The ADMETE team has continued to engage K-12 learners in the Valley. During the month of July they increased their footprint in the community by adding the following community organizations to their ecosystem:
Organizacion Civica y Cultural Hispana Americana Inc. (OCCHA)
The students supported by the partners listed above are phenomenal. Our Valley has incredible young minds who are being nurtured by intentional leaders. We are deeply grateful for our growing list of partners. Please feel free to contact Shawntae Burton ADMETE Outreach Coordinator via email email@example.com with questions, comments or concerns.
Carol Lamb is Chair of the School of Computer Science, Information, and Engineering Technology at Youngstown State University, where she earned a bachelor’s degree in civil engineering technology and a master’s in engineering management. Carol earned her Ph.D. in engineering management from Northcentral University. Before being named Chair, she taught civil and construction engineering technology, structural analysis and design, and construction and project management as well as serving as the faculty advisor for the Society of Women Engineers. Lamb currently serves on ASEE’s Board of Directors as chair of the Engineering Technology Council.

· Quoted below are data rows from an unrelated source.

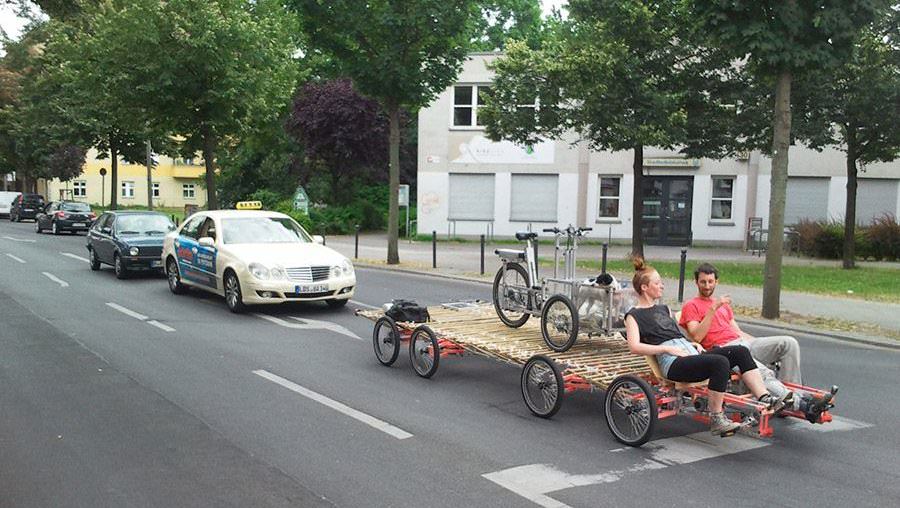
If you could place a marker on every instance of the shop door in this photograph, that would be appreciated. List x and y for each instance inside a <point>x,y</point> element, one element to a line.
<point>667,209</point>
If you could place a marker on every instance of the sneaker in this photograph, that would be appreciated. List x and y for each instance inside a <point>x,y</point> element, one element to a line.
<point>719,425</point>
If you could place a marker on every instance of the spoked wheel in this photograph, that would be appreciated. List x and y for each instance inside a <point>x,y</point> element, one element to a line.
<point>424,352</point>
<point>509,276</point>
<point>542,386</point>
<point>559,323</point>
<point>386,338</point>
<point>630,408</point>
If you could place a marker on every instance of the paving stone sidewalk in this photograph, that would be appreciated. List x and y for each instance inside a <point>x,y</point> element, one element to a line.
<point>464,260</point>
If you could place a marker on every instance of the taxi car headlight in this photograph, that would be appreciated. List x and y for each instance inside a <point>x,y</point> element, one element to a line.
<point>259,271</point>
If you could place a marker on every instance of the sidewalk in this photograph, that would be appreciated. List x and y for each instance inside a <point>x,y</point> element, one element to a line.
<point>463,260</point>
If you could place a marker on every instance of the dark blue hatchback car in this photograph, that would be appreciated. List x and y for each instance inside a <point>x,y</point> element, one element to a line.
<point>128,240</point>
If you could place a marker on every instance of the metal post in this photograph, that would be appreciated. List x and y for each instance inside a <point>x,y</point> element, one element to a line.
<point>603,262</point>
<point>482,254</point>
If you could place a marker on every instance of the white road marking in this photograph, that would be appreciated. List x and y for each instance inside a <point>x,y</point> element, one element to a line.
<point>163,327</point>
<point>19,239</point>
<point>75,256</point>
<point>308,324</point>
<point>126,311</point>
<point>56,279</point>
<point>337,406</point>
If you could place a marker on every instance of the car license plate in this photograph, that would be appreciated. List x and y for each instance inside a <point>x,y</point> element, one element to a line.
<point>312,288</point>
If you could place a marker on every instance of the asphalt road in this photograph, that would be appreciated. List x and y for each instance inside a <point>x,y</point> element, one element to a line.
<point>118,393</point>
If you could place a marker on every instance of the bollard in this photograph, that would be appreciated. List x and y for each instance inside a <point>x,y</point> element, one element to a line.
<point>482,254</point>
<point>603,262</point>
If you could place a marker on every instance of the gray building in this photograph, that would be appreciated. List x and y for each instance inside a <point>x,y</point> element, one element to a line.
<point>469,185</point>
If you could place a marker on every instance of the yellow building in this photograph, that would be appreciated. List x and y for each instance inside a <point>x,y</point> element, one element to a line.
<point>176,182</point>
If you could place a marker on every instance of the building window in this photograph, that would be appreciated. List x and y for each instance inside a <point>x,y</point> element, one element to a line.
<point>467,99</point>
<point>723,193</point>
<point>609,197</point>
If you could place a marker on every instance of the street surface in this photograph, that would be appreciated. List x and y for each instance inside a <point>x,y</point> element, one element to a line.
<point>119,393</point>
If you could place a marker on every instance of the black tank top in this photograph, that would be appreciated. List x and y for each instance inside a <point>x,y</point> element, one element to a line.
<point>655,324</point>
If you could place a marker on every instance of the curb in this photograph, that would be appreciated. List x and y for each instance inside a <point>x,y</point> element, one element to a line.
<point>859,339</point>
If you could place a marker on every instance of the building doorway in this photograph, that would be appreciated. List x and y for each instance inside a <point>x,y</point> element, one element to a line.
<point>667,209</point>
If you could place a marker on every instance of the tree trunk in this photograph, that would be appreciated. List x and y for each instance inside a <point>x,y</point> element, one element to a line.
<point>394,179</point>
<point>637,206</point>
<point>113,174</point>
<point>781,139</point>
<point>209,151</point>
<point>850,213</point>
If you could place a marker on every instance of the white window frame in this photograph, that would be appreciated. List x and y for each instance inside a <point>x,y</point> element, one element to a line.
<point>127,189</point>
<point>473,105</point>
<point>601,198</point>
<point>79,189</point>
<point>713,198</point>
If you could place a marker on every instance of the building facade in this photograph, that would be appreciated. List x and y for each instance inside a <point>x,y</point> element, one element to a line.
<point>469,185</point>
<point>175,183</point>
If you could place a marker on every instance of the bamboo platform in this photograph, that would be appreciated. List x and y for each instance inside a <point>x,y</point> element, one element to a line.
<point>477,329</point>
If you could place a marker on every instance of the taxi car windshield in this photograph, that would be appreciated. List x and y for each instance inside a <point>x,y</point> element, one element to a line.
<point>144,225</point>
<point>263,230</point>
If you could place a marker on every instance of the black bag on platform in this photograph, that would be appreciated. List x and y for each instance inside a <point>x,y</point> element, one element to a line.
<point>407,310</point>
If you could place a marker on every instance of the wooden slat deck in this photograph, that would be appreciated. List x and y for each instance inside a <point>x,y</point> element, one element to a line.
<point>599,360</point>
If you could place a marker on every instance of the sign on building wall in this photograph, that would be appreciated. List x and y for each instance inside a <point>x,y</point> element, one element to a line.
<point>480,150</point>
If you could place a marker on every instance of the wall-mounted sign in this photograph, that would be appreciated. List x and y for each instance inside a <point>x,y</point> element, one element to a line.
<point>671,162</point>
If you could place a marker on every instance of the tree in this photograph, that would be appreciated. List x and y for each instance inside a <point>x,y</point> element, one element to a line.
<point>211,71</point>
<point>615,73</point>
<point>855,109</point>
<point>782,38</point>
<point>401,54</point>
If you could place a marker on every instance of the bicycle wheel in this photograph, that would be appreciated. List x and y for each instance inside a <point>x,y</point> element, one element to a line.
<point>542,386</point>
<point>559,323</point>
<point>424,352</point>
<point>386,339</point>
<point>630,408</point>
<point>510,277</point>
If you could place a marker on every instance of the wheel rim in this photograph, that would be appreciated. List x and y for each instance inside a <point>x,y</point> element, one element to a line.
<point>386,342</point>
<point>557,323</point>
<point>541,388</point>
<point>232,291</point>
<point>628,411</point>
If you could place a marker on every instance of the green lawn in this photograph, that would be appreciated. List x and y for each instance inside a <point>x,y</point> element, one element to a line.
<point>881,284</point>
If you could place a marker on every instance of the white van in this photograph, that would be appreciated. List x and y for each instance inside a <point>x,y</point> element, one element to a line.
<point>6,199</point>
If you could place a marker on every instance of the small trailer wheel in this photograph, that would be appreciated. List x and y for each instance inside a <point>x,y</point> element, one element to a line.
<point>542,386</point>
<point>630,408</point>
<point>386,339</point>
<point>424,351</point>
<point>559,323</point>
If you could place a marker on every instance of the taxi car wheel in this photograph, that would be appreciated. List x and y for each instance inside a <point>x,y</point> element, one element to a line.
<point>233,298</point>
<point>174,278</point>
<point>95,261</point>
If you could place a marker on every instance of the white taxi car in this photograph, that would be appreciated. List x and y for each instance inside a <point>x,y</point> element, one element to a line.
<point>255,257</point>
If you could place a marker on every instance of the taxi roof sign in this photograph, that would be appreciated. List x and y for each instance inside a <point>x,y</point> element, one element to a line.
<point>249,205</point>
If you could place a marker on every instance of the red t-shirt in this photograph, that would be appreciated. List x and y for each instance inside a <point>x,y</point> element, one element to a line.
<point>720,330</point>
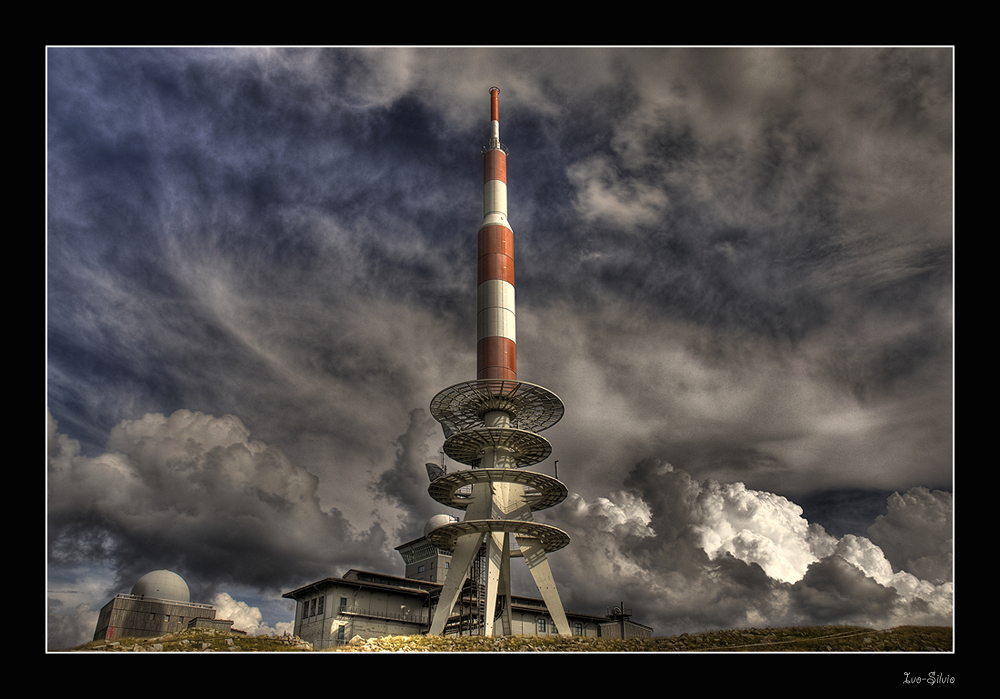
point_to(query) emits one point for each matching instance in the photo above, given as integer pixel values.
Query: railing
(168, 601)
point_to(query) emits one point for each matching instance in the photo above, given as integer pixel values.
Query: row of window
(314, 607)
(543, 624)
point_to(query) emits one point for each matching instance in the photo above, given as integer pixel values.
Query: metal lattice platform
(446, 537)
(463, 406)
(525, 448)
(548, 491)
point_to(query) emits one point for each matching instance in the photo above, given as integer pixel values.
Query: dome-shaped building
(162, 584)
(160, 603)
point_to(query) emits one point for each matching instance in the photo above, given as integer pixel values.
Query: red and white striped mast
(492, 424)
(496, 348)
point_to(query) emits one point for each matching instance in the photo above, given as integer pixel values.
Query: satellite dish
(434, 471)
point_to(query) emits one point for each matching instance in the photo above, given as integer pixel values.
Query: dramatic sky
(733, 265)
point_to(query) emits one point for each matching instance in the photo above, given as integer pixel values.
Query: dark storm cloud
(195, 494)
(735, 261)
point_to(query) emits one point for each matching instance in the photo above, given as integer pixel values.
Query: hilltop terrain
(791, 639)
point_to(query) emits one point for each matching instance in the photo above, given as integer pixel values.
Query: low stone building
(160, 603)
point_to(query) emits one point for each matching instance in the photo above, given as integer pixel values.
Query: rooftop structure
(160, 603)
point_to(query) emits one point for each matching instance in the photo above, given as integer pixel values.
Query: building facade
(160, 603)
(332, 611)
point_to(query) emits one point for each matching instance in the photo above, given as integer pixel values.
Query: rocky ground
(809, 639)
(792, 639)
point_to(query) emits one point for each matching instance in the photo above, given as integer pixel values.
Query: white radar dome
(162, 584)
(438, 521)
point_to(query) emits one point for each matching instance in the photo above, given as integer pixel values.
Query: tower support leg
(538, 564)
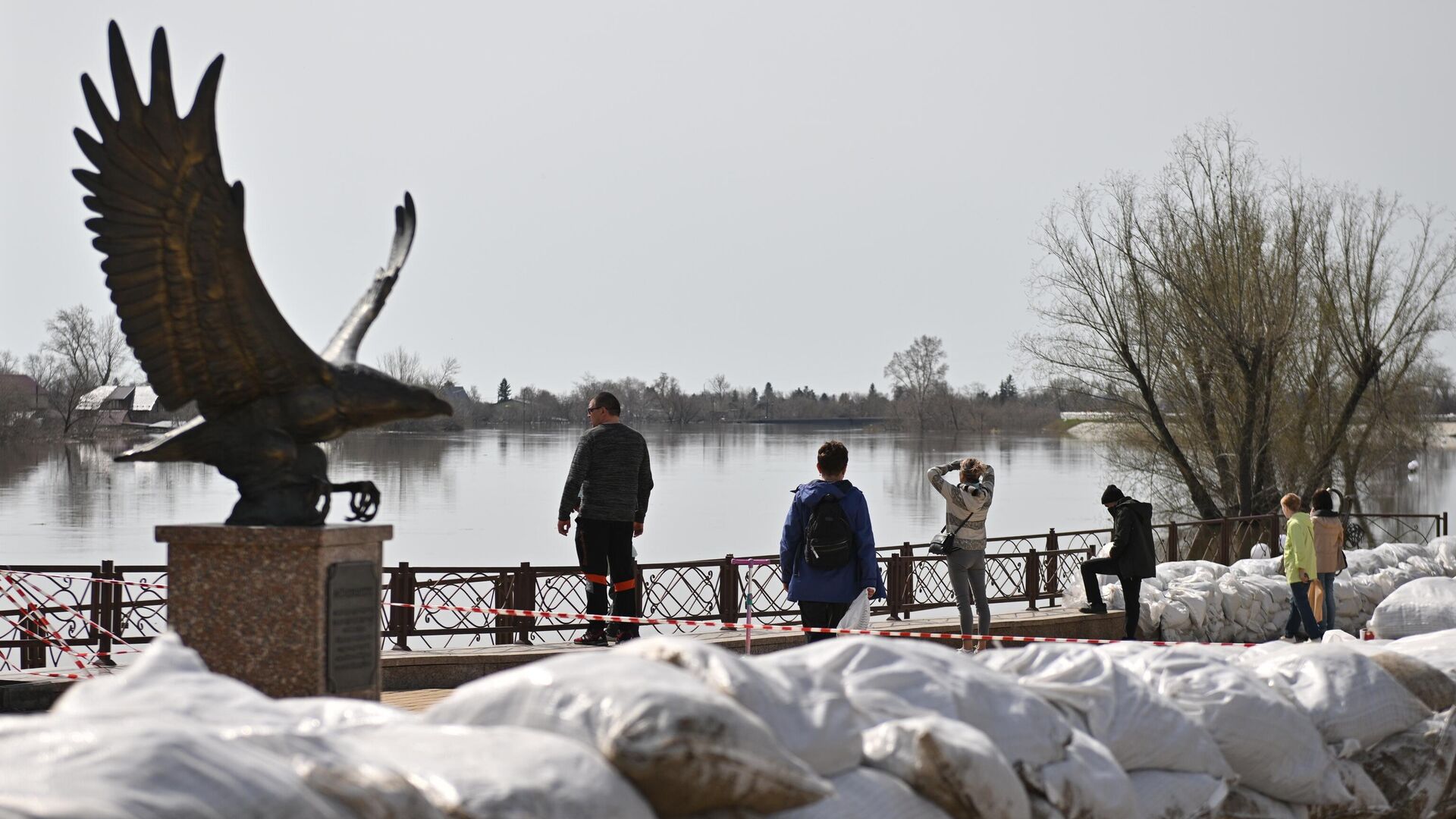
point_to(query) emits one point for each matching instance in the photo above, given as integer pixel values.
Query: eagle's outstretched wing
(344, 347)
(190, 300)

The James H. McGraw Award is presented for outstanding contributions to engineering technology education. Established by the McGraw-Hill Book Company in 1950, the award is now co-sponsored by McGraw-Hill Higher Education, the ASEE Engineering Technology Council, and the ASEE Engineering Technology Division. McGraw, considered the dean of industrial publishers, entered the business as a teacher-turned-subscription-salesman. Over the next 40 years, he laid the foundation of one of the largest industrial publishing organizations in the world.